2012-It's the End of the World as we Know it and John Cusack's still fine
Before anyone asks, yes I have seen The Day After Tomorrow, and no, I didn't hate it. I didn't love it either, but there are certain things that I think you just have to go along with in a Roland Emmerich movie. Things like, the world will end, there will be some attractive heroes, and a majority of scenes will get the reaction "Come on!" in the most delightful way possible. Unlike Michael Bay who seemingly has no reasons for blowing things up except that he likes to watch them go "Boom!" Roland Emmerich at least tries to lay the groundwork for his love of destructing national monuments and entire cities. That groundwork is usually that the planet is in peril, but that humanity will always find a way to survive. I like his groundwork. I also like that he pretty much lays everything out on the table. Nothing will be spared, but there's usually a fun journey to get to that point.
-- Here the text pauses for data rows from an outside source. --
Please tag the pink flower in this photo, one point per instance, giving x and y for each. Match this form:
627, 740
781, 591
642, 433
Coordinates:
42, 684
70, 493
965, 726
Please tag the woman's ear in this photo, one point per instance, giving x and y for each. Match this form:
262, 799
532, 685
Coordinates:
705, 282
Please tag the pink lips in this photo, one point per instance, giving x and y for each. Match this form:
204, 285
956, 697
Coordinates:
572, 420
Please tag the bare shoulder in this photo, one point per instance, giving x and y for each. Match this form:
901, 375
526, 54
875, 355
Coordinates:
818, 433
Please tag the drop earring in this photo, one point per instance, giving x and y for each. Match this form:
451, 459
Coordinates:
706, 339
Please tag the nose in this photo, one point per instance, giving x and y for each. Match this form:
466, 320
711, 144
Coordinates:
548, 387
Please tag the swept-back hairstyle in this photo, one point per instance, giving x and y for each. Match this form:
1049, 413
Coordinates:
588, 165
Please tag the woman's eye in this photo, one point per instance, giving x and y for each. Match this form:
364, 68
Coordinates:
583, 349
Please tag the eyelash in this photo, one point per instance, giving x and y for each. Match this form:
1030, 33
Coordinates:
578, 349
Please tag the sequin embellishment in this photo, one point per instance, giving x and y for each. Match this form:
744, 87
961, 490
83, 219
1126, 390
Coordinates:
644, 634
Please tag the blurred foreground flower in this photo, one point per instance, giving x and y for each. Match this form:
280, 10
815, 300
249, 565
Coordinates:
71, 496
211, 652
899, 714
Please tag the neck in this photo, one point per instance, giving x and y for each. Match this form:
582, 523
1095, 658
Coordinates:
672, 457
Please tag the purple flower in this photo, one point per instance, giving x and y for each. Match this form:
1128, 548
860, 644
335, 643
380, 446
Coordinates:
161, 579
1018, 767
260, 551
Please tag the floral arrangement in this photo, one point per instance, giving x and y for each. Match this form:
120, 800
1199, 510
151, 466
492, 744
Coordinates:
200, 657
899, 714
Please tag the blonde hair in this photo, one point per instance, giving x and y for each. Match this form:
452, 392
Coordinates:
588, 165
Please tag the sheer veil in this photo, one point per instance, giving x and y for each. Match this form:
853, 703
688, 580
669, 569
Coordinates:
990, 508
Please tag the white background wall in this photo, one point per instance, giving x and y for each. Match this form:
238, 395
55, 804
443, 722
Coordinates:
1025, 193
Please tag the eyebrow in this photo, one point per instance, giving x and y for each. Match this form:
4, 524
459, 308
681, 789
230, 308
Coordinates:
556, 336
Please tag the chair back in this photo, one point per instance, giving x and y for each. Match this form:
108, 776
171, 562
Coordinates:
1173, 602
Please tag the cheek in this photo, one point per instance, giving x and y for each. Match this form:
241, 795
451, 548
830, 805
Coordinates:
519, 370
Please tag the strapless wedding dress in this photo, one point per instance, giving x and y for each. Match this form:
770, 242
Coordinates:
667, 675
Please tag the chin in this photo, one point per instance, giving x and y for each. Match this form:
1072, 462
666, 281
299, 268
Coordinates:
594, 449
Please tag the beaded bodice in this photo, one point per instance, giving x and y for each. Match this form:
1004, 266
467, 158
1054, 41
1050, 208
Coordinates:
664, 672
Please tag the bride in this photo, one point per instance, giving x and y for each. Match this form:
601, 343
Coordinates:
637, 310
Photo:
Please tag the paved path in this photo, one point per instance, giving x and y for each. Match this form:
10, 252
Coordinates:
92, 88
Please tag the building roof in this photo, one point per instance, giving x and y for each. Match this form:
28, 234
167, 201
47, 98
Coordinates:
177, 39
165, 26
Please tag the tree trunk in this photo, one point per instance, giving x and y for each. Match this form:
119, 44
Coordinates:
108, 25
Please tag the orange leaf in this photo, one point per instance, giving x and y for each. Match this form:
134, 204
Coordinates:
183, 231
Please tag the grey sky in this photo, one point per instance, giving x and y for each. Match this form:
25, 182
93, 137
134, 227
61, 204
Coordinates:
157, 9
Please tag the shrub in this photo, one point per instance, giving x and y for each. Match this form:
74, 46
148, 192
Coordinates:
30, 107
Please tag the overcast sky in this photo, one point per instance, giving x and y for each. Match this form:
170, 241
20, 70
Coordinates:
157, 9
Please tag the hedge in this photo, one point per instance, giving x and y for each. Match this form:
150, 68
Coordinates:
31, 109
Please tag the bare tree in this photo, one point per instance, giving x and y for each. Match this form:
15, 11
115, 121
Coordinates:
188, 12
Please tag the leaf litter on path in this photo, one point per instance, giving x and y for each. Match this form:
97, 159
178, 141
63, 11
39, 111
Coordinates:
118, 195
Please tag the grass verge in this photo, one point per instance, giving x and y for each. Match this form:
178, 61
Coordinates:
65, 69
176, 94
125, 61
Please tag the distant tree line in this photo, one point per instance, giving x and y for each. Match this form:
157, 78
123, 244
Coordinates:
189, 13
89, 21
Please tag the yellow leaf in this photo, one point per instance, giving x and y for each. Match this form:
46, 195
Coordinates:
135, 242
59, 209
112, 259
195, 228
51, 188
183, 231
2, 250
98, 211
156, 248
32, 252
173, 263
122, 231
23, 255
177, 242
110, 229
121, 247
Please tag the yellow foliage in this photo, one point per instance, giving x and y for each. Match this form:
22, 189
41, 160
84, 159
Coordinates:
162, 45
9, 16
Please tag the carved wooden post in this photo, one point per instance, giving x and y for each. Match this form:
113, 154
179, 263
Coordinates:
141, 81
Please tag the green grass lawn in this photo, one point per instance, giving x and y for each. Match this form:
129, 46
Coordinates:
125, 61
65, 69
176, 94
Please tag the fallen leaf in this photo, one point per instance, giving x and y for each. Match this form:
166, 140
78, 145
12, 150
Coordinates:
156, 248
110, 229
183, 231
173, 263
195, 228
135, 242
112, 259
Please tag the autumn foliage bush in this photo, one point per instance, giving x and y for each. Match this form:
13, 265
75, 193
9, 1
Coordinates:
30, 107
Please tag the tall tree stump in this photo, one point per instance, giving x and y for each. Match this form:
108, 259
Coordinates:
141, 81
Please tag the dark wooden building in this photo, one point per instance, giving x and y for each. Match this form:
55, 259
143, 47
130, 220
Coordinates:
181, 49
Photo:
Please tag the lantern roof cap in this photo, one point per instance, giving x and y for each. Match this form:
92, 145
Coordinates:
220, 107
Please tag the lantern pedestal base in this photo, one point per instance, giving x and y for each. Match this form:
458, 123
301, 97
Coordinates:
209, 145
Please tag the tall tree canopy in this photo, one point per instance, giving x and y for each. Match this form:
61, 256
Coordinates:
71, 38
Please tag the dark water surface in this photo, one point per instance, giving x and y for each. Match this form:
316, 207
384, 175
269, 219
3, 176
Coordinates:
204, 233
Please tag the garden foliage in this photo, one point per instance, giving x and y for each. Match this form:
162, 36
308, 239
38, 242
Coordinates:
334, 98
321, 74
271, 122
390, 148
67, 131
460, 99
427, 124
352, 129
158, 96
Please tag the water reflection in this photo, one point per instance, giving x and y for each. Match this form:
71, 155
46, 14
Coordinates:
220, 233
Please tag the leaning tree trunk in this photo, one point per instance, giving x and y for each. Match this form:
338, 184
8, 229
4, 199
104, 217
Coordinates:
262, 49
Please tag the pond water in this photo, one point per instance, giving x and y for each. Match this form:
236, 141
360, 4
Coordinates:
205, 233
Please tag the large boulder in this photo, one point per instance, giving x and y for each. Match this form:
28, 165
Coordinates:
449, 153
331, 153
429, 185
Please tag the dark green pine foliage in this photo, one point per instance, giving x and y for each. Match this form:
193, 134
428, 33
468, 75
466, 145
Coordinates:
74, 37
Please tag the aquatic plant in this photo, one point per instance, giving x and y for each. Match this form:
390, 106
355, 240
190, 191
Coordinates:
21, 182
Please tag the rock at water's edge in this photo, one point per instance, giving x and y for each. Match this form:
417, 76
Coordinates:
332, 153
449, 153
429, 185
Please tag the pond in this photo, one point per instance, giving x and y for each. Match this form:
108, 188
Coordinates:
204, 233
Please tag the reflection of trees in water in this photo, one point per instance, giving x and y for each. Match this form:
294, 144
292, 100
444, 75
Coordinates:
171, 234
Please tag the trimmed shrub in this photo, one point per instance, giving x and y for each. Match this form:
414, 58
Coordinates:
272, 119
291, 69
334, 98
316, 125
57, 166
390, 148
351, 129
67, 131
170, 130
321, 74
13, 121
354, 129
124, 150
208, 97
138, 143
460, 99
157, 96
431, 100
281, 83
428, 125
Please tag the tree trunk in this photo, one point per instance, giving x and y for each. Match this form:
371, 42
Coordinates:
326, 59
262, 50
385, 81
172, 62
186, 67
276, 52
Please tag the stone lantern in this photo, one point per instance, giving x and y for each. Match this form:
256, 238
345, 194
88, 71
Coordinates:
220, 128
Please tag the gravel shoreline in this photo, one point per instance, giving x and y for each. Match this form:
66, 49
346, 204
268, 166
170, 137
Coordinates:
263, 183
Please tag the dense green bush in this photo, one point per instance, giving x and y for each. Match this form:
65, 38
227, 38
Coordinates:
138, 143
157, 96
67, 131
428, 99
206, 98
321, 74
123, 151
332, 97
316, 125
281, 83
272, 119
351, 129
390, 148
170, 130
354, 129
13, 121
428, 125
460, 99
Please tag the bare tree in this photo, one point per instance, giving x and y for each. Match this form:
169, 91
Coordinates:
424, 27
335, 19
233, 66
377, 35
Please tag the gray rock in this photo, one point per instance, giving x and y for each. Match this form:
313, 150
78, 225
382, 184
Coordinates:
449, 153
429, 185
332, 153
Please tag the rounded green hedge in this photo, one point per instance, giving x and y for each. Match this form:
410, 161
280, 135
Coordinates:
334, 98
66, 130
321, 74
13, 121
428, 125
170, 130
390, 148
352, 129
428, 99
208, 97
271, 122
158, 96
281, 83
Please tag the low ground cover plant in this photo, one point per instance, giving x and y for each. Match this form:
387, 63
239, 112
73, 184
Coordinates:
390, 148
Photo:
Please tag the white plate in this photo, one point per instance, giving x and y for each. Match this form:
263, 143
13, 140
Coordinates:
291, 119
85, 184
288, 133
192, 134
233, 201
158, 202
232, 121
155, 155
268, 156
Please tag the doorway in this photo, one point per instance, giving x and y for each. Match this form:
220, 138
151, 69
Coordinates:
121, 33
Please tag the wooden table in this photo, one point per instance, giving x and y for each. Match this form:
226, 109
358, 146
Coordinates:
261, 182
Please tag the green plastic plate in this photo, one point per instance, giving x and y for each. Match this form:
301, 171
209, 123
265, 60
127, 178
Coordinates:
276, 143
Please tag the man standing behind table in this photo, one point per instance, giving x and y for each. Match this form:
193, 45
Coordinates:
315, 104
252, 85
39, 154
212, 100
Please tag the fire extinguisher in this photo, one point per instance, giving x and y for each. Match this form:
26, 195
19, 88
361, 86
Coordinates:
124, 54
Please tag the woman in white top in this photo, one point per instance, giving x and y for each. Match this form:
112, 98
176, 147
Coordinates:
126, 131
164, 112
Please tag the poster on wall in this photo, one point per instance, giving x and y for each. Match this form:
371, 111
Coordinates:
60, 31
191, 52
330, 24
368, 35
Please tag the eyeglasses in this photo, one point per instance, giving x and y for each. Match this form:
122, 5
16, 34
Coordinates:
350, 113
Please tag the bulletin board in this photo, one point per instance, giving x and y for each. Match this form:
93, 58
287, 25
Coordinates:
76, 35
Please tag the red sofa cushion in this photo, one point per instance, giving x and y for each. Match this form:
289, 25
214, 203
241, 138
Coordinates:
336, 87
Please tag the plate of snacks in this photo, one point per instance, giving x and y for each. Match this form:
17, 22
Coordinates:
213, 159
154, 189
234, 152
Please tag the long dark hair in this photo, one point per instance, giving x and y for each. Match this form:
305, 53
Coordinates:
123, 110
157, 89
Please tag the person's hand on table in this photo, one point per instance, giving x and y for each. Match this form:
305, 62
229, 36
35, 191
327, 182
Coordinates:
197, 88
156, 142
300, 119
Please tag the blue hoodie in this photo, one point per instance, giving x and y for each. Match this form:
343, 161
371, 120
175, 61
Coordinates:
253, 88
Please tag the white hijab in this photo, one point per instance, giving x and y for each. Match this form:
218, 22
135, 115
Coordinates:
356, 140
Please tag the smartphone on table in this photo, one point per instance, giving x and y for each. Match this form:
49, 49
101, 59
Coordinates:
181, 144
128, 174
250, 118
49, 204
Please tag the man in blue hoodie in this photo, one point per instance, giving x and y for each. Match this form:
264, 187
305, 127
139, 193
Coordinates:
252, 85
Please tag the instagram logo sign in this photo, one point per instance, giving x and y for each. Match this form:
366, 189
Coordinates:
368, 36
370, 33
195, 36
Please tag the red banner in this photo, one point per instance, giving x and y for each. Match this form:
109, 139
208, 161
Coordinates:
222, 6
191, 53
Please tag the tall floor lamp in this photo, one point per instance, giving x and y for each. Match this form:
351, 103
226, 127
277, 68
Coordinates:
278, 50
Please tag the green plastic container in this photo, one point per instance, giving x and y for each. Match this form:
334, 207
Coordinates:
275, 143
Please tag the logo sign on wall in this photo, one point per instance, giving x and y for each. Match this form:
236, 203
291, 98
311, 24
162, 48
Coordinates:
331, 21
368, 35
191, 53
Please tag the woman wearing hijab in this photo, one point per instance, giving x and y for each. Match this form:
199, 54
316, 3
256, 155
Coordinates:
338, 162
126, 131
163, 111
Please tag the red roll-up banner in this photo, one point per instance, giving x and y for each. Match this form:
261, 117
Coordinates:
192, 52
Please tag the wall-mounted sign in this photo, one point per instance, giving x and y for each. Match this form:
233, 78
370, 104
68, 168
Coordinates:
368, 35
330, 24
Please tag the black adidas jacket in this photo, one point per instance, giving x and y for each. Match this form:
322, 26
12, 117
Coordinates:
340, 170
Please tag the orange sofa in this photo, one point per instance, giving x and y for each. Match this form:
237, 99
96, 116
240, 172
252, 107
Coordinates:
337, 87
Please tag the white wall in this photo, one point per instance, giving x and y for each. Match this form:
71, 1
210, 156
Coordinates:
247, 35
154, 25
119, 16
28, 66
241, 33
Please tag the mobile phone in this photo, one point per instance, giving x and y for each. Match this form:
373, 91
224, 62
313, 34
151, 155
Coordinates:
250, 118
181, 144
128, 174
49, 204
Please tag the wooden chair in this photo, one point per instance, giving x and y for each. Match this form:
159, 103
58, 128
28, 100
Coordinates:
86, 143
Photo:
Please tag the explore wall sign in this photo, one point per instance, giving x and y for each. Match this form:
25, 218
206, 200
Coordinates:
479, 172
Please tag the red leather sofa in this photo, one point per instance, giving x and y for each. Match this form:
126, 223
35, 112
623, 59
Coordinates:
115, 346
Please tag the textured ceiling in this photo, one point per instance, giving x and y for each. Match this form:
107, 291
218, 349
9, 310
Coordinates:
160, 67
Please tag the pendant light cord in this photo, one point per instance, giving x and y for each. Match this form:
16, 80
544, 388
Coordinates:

2012 is no exception. Except that with this one he throws in the kitchen sink too. The level of complete annihilation the world will have to endure if this Mayan calendar thing is right is so far beyond impressive that you want to shake both the science advisors and the special effects guys hands. In the action sequences, which I think are at least mildly impressive and slightly suspenseful (towards the end) there always comes a moment where it seems like you think to yourself "Ok now, they'll be alright" and then Emmerich throws in one little glitch, for good measure. It's like he was sitting back in post-production and his favorite motto was "it's not enough" and so they'd add just a little more.
This is a huge movie, and it feels like it. Sometimes with these movies you run the risk of a completely incoherent story (Transformers 2), completely ridiculous characters (Transformers 2) and terrible acting (Transformers 2). Basically you run the risk of it turning into a Jerry Bruckheimer produced and/or Michael Bay directed smorgasbord of sensory overload. But something about 2012 feels more like Independence Day than the recent summer blockbuster slumpers. The characters have heart, mostly, and the story moves along at a pace that doesn't feel sluggish, despite its 2 1/2 hour plus running time. I'm a John Cusack fan so you'll hear no complaints for me on the casting of Cusack in such an enormous film. He's got enough clout to carry this thing, but the good news is he doesn't have to. The standout for me was Chiwetel Ejiofor (who is quickly climbing my list of favorite actors) who always remembers he's an actor first and never gives a half-assed moment despite what could be seen as silly circumstances. With a slightly smarmy villainous turn by Oliver Platt (who I've loved since Disney's Three Musketeers) and a fantastic cameo by the on-fire Woody Harrelson, the story is able to take precedence over the effects.
I'm giving it 3 and 1/2 (out of 5) giant Russian planes. I don't think I can say it's better than Independence Day but it's certainly better than the Day After Tomorrow, and definitely worth a view on the big screen.